A concept rendering of the under-construction YW Hub Facility (photo credit: Kasian Architects)

Excerpt of speech from remarks given by Councillor Gian-Carlo Carra

What a good day.

I'm here as the Deputy Mayor on behalf of my colleagues on City Council, who, to a man and woman are massively supportive of what's happening right here and we'll talk about some of the city support that's flowing into this YW Hub Facility project a little bit later in my remarks.

I usually come third or fourth in these speaking engagements so I get to play the “colour commentary role”. Today, I think Minister Sigurdson and my dear neighbor, the Minister of Finance, Joe Ceci, did a great job of laying out this YW Hub Facility project.

The first thing I want to do is thanks Minister Sigurdson for acknowledging that this is Treaty 7 land. I am extremely proud of the work that the City of Calgary is doing right now with respect to Truth and Reconciliation, and our work in that regard is really about reclaiming and reinterpreting the origin story of this city.

We're sitting where 17 Avenue SE collides with 9 Avenue SE in an awkward triangle. It's a happenstance sort of urbanism. The backstory is this is from the 1865 Dominion Land Survey, when Palliser was sent out to figure out how, and what, was out here in St. Rupert's Land so that the country of Canada (which was anticipated at that point in time) would be able to claim dominion over all of this land.

Next to 17 Avenue SE is a pathway of traditional movement through this landscape for people who came long before 1865. Part of the city's work and city's significant contribution - a million dollars - to this space, is to rectify how these two avenues comes together right where this building sits.

And that's a beautiful gesture. The fact that this YW building ties into that reinforces the beauty of this community institution sitting right here, on this land, in this place, and at this time. When I say that we are reclaiming and reinterpreting our city’s origin story that isn’t metaphorical. When I talk about us reinterpreting our collective history together, I think a lot of us over the years have thought about Calgary being a young city on the prairie and that this city represents a new project of civilization. What our work in Truth and Reconciliation is doing, is it acknowledges that since time immemorial, people have lived on this land and made community together, and almost unlike anywhere else on the planet, when new people have come into a space, instead of making war with each other, they have largely made community together and they've agreed to live in peace and work together.

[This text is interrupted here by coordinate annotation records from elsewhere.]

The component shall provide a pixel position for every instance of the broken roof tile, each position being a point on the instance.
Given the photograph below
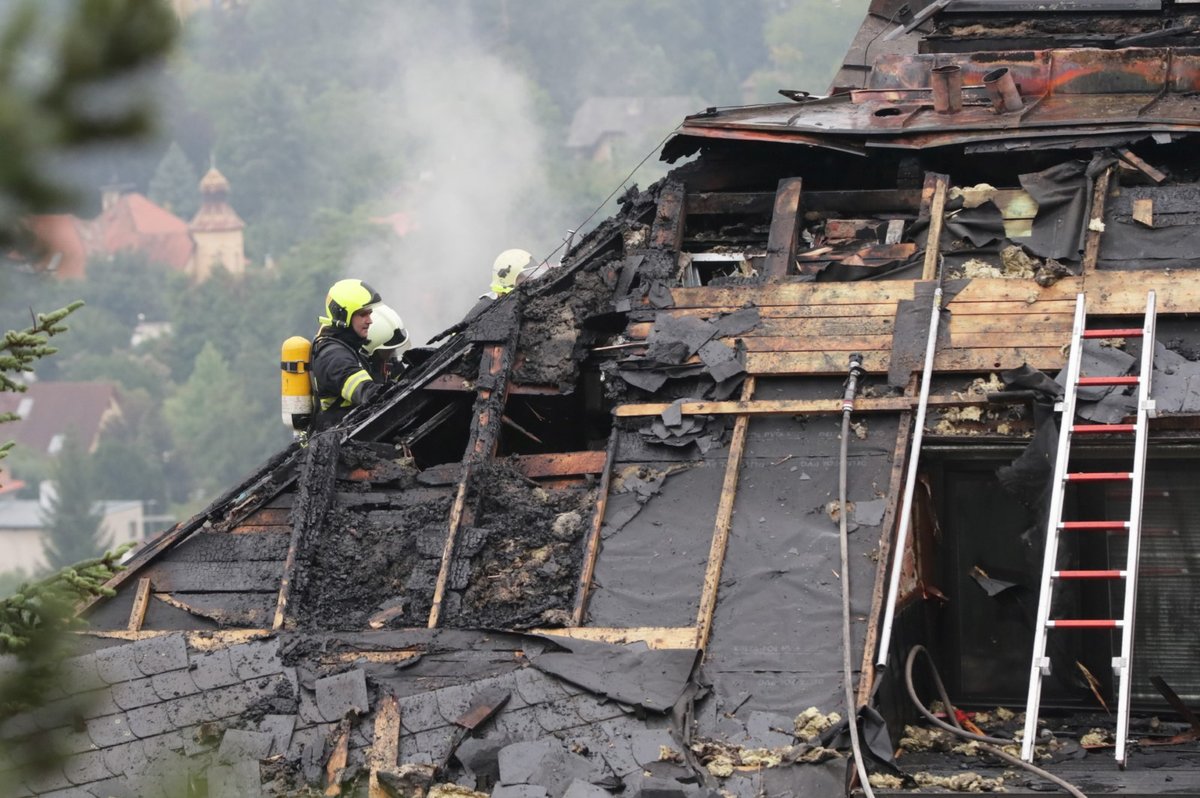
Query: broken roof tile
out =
(240, 744)
(109, 730)
(187, 711)
(82, 675)
(520, 791)
(149, 721)
(538, 688)
(280, 727)
(241, 779)
(558, 715)
(118, 664)
(85, 767)
(173, 684)
(131, 695)
(256, 658)
(419, 713)
(213, 670)
(47, 780)
(342, 694)
(161, 654)
(126, 759)
(517, 761)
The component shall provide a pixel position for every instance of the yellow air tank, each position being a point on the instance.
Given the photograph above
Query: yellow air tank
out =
(297, 384)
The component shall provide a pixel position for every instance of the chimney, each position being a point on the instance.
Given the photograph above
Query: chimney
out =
(946, 83)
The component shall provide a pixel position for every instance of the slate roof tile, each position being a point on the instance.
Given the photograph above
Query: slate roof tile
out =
(118, 664)
(67, 792)
(109, 730)
(163, 748)
(341, 694)
(87, 767)
(558, 715)
(113, 787)
(307, 711)
(19, 726)
(173, 684)
(436, 744)
(419, 713)
(280, 727)
(82, 675)
(520, 725)
(126, 759)
(48, 780)
(538, 688)
(150, 721)
(96, 703)
(256, 658)
(131, 695)
(240, 744)
(243, 779)
(187, 711)
(161, 654)
(213, 670)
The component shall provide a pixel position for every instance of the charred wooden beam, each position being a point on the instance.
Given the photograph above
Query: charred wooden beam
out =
(666, 233)
(933, 204)
(1096, 222)
(141, 601)
(785, 229)
(895, 487)
(592, 551)
(762, 203)
(724, 519)
(495, 373)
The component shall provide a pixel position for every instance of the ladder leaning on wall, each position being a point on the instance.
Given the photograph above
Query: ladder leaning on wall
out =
(1056, 526)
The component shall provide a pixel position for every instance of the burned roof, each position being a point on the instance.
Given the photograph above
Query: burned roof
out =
(592, 545)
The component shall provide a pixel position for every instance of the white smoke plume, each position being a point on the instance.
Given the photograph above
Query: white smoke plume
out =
(477, 168)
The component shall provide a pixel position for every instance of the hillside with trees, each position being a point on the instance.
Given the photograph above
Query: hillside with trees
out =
(405, 143)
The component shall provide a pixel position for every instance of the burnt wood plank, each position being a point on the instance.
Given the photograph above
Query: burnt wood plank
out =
(226, 547)
(785, 229)
(216, 577)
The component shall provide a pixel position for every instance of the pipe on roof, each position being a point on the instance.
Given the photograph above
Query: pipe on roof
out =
(1002, 89)
(947, 87)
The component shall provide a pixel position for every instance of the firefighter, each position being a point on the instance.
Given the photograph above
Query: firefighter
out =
(341, 364)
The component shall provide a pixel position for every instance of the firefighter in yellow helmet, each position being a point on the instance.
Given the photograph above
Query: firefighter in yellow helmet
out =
(507, 269)
(341, 364)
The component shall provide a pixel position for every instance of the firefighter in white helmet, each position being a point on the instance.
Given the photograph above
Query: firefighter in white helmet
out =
(387, 341)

It started first with the Blackfoot being joined by the other members of the Treaty 7 Nations – then the Metis people and then Euro-Canadians set out to establish Canadian domination of this land - and then people from all over the world. Our act of Truth and Reconciliation acknowledges, fundamentally, that the magic of this place is that we have all agreed and signed treaties to that effect, that we will work together to build community in peace and harmony.

 "The YW Hub Facility is a model of excellence in design based on both trauma-informed principles and holistic design strategies" - YWCA Calgary (Photo credit: YWCA Calgary)

"The YW Hub Facility is a model of excellence in design based on both trauma-informed principles and holistic design strategies" - YWCA Calgary (Photo credit: YWCA Calgary)

Now, “Great Neighbourhoods make a great city” is the slogan under which I do my work. A great neighbourhood is a place for people of all ages, all stages, all wages. For many, many years we built this city in a way where we segregated ourselves. The project of city building that we're engaged in now is a deep reintegration of who we are. The origin story of this neighbourhood is one where the wealthiest Calgarians lived and worked and employed hundreds of their neighbours and supported the churches that took care of their neighbourhood. This was a neighbourhood that was quite truthfully one for people of all ages, all stages, all wages.

For many years that project was challenged, but that project is fully reengaged. Think about this land. Ron Matheson, one of the wealthiest Calgarians of all time and a large land owner in this community, was very instrumental in granting this space. Next door we have Mr. George Brookman offering up his place of business as the reception area for this important ceremony. We have one of the most powerful men in the city, in the province, our Minister of Finance, whose a next door neighbour to this project. Everybody welcoming everyone, it's wonderful. This is a very important place in time in our city's history as we reclaim our core values and reinterpret what we've done and make amends for mistakes that we've made.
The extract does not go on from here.